L’autorisation a été obtenue après une évaluation de l’innocuité et de l’efficacité de ce traitement à base de cellules souches. L’essai s’est effectué sur 7 patients souffrant de la maladie de Parkinson. Ils avaient entre 50 et 69 ans et ont reçu chacun 5 ou 10 millions de cellules iPS dans leur cerveau, préalablement différenciées en neurones dopaminergiques. On a suivi les patients pendant deux ans, ce qui a permis de constater que le traitement n’avait aucun effet indésirable particulier. En outre, 4 patients ont présenté une amélioration de leurs symptômes.

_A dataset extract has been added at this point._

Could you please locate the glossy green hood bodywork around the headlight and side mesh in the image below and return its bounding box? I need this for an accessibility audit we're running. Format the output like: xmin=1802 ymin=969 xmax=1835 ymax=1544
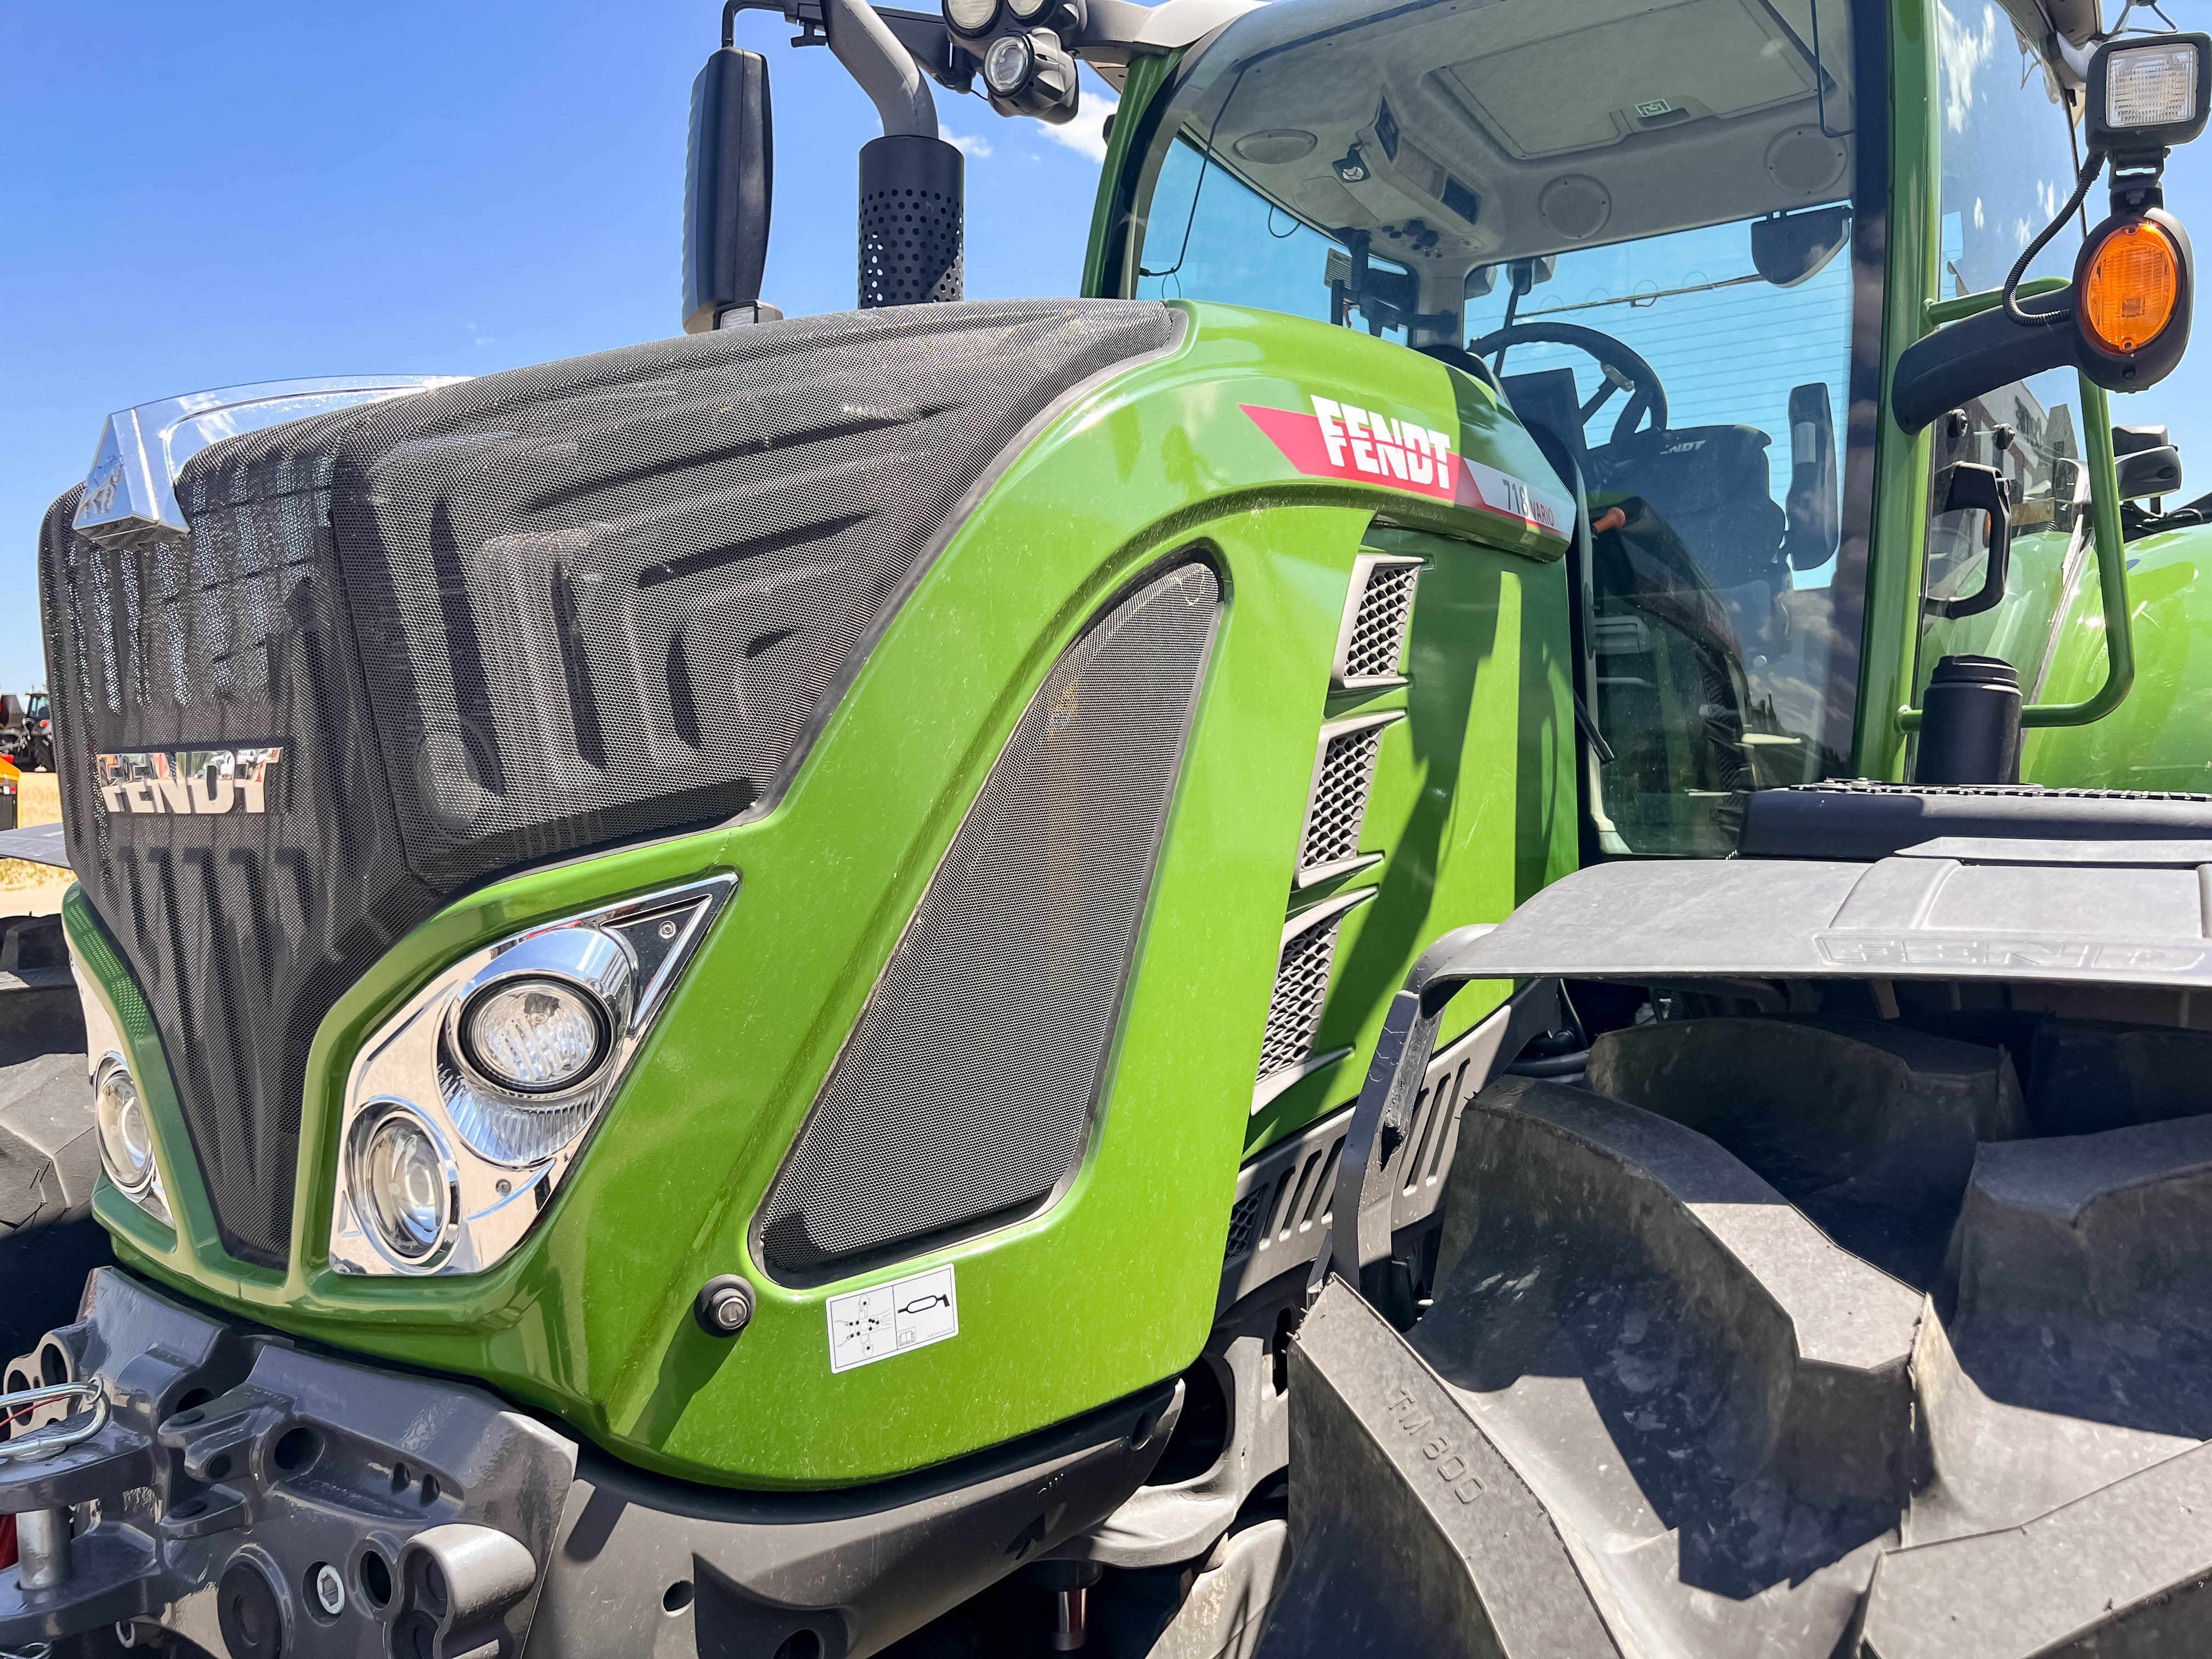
xmin=66 ymin=305 xmax=1575 ymax=1487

Cependant, plusieurs questions restent en suspens. La vitesse d’obtention de l’approbation fait notamment débat. En effet, le Japon a mis en place un système d’approbation accélérée pour les thérapies régénératives. Cela permet aux entreprises pharmaceutiques de commercialiser leurs traitements pendant 7 ans maximum, tout en poursuivant les études pour déterminer l’efficacité de ces thérapies.
Ces procédures accélérées inquiètent donc certains chercheurs et médecins. Ils craignent une potentielle négligence des risques, comme l’apparition de tumeurs, résultant parfois de l’implantation des cellules souches. Malgré tout, ce nouveau traitement à base de cellules souches apparaît comme un véritable espoir concret pour les personnes atteintes de la maladie de Parkinson. Une autre start-up médicale, Cuorips, a également reçu le droit d’utiliser ReHeart pour traiter l’insuffisance cardiaque. Amchepry et ReHeart pourraient être proposés aux patients dès cet été.